Etki ve sonuçları itibariyle; mobil arabağlantı ücretlerindeki düşüş trendinin, mobil elektronik haberleşme piyasasında etkin piyasa gücüne sahip işletmecinin perakende tarifeleri vasıtasıyla pazardaki üstün konumunu daha da güçlendirmesini önlemesi ve rekabet ortamının sağlanması bakımından olumlu etkileri söz konusudur. Büyük işletmecinin abonelerini kendine bağımlı kılan ve şebeke içi konuşmaya teşvik eden, aynı zamanda diğer işletmecilerin söz konusu işletmeci ile rekabet edebilmesine engel teşkil eden bu durumun giderilmesi bakımından değerlendirildiğinde, arabağlantı ücretlerinin maliyet esaslı belirlenmesi daha da önemli hale gelmektedir.
Diğer taraftan, arabağlantı ücretleri mümkün olduğunca maliyet esaslı belirlendiğinde rekabetin önündeki önemli bir engel kaldırılmış olacak; piyasada faaliyette bulunan pek çok işletmecinin en çok şikayette bulunduğu şebeke içi-şebekeler arası ücret farklılıkları dolaylı olarak azaltılmış olacak ve ilgili pazarda daha adil bir rekabet ortamı sağlanarak nihai olarak tüketici menfaatleri korunmuş olacaktır.
Maliyet analizlerinde ve ücretlerin düzenlenmesinde nihai amaç rekabetin sağlanması ve tüketicilerin korunmasıdır. Arabağlantı ücretlerinin yüksek olması da, çapraz sübvansiyon, yıkıcı fiyatlama, aşırı fiyatlama gibi rekabet ihlallerini dolaylı veya doğrudan ilgilendirmekte; sonuç olarak da rekabetin engellenmesine ve tüketicilere yansıtılan fiyatların yüksek olmasına neden olabilmektedir. Son tahlilde, rekabetin sağlanması ve tüketicinin korunması için özellikle arabağlantı çağrı sonlandırma ücretlerinin maliyet bazlı düzenlenmesi ve bu suretle çapraz sübvansiyona, aşırı fiyatlamaya ve fiyat sıkıştırmasına engel olunması gerekmektedir.

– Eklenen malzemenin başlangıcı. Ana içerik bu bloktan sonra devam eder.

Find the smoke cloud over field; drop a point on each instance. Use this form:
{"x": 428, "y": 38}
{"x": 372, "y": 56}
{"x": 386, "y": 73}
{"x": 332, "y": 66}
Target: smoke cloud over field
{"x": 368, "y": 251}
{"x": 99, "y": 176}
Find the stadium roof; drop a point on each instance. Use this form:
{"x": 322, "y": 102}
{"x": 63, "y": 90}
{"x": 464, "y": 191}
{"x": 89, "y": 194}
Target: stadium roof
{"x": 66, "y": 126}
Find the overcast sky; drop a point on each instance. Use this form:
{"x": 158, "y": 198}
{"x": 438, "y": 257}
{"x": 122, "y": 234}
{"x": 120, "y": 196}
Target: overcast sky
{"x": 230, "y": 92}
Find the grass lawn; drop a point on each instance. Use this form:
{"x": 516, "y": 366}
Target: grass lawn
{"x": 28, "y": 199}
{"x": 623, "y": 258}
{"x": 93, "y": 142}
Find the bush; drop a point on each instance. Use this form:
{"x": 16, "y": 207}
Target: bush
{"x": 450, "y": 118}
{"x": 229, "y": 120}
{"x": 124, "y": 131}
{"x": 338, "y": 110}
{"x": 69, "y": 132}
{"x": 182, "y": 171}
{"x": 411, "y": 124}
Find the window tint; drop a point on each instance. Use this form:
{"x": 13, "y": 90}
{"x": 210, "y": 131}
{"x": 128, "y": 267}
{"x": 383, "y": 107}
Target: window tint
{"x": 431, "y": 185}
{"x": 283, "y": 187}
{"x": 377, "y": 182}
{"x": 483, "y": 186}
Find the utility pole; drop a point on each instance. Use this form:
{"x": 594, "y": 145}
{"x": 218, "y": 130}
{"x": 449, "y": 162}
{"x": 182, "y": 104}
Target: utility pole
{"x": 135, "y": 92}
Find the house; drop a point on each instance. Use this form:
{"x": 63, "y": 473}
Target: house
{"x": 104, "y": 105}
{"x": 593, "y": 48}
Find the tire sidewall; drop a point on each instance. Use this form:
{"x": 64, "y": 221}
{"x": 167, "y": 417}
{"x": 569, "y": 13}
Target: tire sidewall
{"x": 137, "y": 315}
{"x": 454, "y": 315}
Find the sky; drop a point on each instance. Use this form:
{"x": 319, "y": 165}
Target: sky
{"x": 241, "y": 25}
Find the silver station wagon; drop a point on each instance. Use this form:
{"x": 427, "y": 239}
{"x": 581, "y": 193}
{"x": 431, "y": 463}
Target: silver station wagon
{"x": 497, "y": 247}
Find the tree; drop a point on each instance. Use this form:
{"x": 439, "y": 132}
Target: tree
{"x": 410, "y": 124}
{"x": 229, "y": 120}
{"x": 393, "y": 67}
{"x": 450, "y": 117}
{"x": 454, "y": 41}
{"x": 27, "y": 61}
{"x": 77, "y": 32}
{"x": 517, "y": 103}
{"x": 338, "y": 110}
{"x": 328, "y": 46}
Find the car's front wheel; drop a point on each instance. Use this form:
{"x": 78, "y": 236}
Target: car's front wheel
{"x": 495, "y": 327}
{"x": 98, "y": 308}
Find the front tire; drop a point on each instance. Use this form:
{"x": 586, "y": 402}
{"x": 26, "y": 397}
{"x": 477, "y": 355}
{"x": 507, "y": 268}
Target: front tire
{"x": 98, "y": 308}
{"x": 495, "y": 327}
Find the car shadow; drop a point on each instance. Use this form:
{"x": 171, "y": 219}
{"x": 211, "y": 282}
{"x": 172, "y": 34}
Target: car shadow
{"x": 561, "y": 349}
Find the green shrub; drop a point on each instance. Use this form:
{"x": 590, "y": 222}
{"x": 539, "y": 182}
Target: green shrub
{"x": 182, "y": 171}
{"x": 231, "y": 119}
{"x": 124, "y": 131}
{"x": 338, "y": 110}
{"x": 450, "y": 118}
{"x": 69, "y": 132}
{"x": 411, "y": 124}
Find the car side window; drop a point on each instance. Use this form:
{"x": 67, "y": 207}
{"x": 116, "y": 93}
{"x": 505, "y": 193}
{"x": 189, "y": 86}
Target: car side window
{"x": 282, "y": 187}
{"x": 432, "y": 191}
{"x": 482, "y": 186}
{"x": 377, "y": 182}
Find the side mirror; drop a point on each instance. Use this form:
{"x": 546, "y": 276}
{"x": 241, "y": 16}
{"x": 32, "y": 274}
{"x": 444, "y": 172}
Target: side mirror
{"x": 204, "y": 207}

Sonuçları itibari ile arabağlantı ücretleri 2009 yılında yaklaşık yüzde 30 düşmesine rağmen şebekeler arası trafiğin artmasına bağlı olarak arabağlantı trafiği de hızlı bir şekilde artmıştır. Diğer bir ifade ile, rekabetin önündeki en büyük engellerden birisi olan arabağlantı ücretlerinin düşmesi halinde kullanıcılar arasındaki çağrı trafiğine, dolayısı ile arabağlantı trafiğinin artmasına bağlı olarak abone başına aylık trafik ve gelir azalmaksızın toplam trafiğin artması sağlanabilmektedir. Nitekim 2009 yılında abone başına aylık kullanım miktarı bir önceki yıla göre ortalama olarak yaklaşık yüzde 50 oranında artmış, bu durumun hem tüketicilere hem de sektörde faaliyet gösteren işletmecilere yönelik önemli faydaları olmuştur.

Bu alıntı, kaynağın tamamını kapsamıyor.